Monday, August 9, 2010

Senses

While GMing, I had to go through a description of what Senses skill is and how it applies. (PCs as caravan guards getting jumped.) Figured some of you might want to understand the way we see it. Hopefully no surprises:
Senses is typically used defensively, in other words - as a resistance. Therefore, if a sentry is actively aware, the person trying to sneak up on him should roll their attempt at being stealthy and resist it by the sentry’s (K +SEN) x 5%. Use of K x 10% + SEN x 5% really shouldn’t happen, though of course it does.

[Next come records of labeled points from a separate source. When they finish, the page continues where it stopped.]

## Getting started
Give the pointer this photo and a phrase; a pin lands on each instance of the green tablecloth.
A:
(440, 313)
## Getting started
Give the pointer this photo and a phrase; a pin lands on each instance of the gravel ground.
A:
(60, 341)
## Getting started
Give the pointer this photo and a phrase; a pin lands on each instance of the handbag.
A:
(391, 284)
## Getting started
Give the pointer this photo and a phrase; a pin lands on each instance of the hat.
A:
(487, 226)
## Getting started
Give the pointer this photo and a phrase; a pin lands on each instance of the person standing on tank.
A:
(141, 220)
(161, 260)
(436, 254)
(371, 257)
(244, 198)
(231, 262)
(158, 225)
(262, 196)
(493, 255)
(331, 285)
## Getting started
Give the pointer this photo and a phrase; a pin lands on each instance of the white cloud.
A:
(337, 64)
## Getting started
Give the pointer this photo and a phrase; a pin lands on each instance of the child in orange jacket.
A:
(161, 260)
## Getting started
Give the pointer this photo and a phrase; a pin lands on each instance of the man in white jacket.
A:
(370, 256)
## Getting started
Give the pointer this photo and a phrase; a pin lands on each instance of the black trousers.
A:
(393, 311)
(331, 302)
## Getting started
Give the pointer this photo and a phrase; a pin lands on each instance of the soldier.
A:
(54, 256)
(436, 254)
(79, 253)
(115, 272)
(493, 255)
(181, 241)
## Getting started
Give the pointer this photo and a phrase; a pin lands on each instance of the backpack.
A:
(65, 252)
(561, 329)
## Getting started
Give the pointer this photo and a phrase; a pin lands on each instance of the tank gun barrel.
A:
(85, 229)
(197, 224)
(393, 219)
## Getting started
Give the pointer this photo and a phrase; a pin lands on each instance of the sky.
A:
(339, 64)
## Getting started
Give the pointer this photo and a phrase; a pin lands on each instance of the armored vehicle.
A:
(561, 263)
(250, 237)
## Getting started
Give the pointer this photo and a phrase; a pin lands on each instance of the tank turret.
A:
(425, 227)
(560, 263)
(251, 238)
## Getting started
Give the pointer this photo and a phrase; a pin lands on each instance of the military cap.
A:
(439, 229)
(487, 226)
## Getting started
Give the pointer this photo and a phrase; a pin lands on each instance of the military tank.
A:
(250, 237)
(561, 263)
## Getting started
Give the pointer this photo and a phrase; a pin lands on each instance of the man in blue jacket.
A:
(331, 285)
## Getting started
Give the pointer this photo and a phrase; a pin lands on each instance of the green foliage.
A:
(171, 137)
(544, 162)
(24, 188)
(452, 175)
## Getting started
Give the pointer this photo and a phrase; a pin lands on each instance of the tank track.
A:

If you were to use your Senses as an active skill, you would take a combat round. Eventually, your eternal vigilance would result in you passing out, and thereafter not protecting your caravan. When would you use it? Well, if you heard a noise in the darkness and were trying to see what it came from, that would be an active Senses task. Of course, anyone using Senses constantly would on average fumble every 20 turns or about every three or four minutes
So, how do you know if the sentry is actively aware? What do you use to find out if the sentry wandered off or fell asleep? Well, asleep is different, but to determine if the sentry gets to use his or her SEN skill levels or not, I think you give him a Etiquette task but use Willpower as the base attribute. The assumption here is that disciplined sentries will have ETQ. If the sentry is undisciplined, there is a greater chance that he will not follow his orders and either be somewhere else or day dreaming. Now missing sentries cannot resist sneaking, but day dreaming ones can. Where an alert sentry resists at (K +SEN) x 5%, ones who miss their alertness roll will resist at (Kx5%) -10%. The “-10%” is for distraction. Now if for whatever reason, you want to have the two sentries arguing over which jousting champion is going to win at the tilting yard tomorrow, well, the distraction value should go way up.